Son, pues, solidarias. De ahí resulta una solidaridad sui generis que, nacida
de semejanzas, liga directamente al individuo a la sociedad; en el próximo
capítulo podremos mostrar mejor el por qué nos proponemos llamarla
mecánica. Esta solidaridad no consiste sólo en una unión general e
indeterminada del individuo al grupo, sino que hace también que sea
armónico el detalle de los movimientos. En efecto, como esos móviles
colectivos son en todas partes los mismos, producen en todas partes los
mismos efectos. Por consiguiente, siempre que entran en juego, las
voluntades se mueven espontáneamente y con unidad en el mismo sentido.

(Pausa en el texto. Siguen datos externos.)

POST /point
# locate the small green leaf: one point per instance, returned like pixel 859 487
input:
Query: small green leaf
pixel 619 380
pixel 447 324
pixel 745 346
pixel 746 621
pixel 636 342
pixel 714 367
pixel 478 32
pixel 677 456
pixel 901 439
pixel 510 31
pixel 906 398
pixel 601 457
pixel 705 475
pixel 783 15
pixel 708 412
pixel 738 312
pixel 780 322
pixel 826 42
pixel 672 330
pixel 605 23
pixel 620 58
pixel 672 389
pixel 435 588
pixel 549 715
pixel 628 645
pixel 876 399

Esta solidaridad es la que da expresión al derecho represivo, al menos en lo


que tiene de vital. En efecto, los actos que prohibe y califica de crímenes son
de dos clases: o bien manifiestan directamente una diferencia muy violenta
contra el agente que los consuma y el tipo colectivo, o bien ofenden al órgano
de la conciencia común. En un caso, como en el otro, la fuerza ofendida por el
crimen que la rechaza es la misma; es un producto de las semejanzas
sociales más esenciales, y tiene por efecto mantener la cohesión social que
resulta de esas semejanzas. Es esta fuerza la que el derecho penal protege
contra toda debilidad, exigiendo a la vez de cada uno de nosotros un
mínimum de semejanzas sin las que el individuo sería una amenaza para la
unidad del cuerpo social, e imponiéndonos el respeto hacia el símbolo que
expresa y resume esas semejanzas al mismo tiempo que las garantiza.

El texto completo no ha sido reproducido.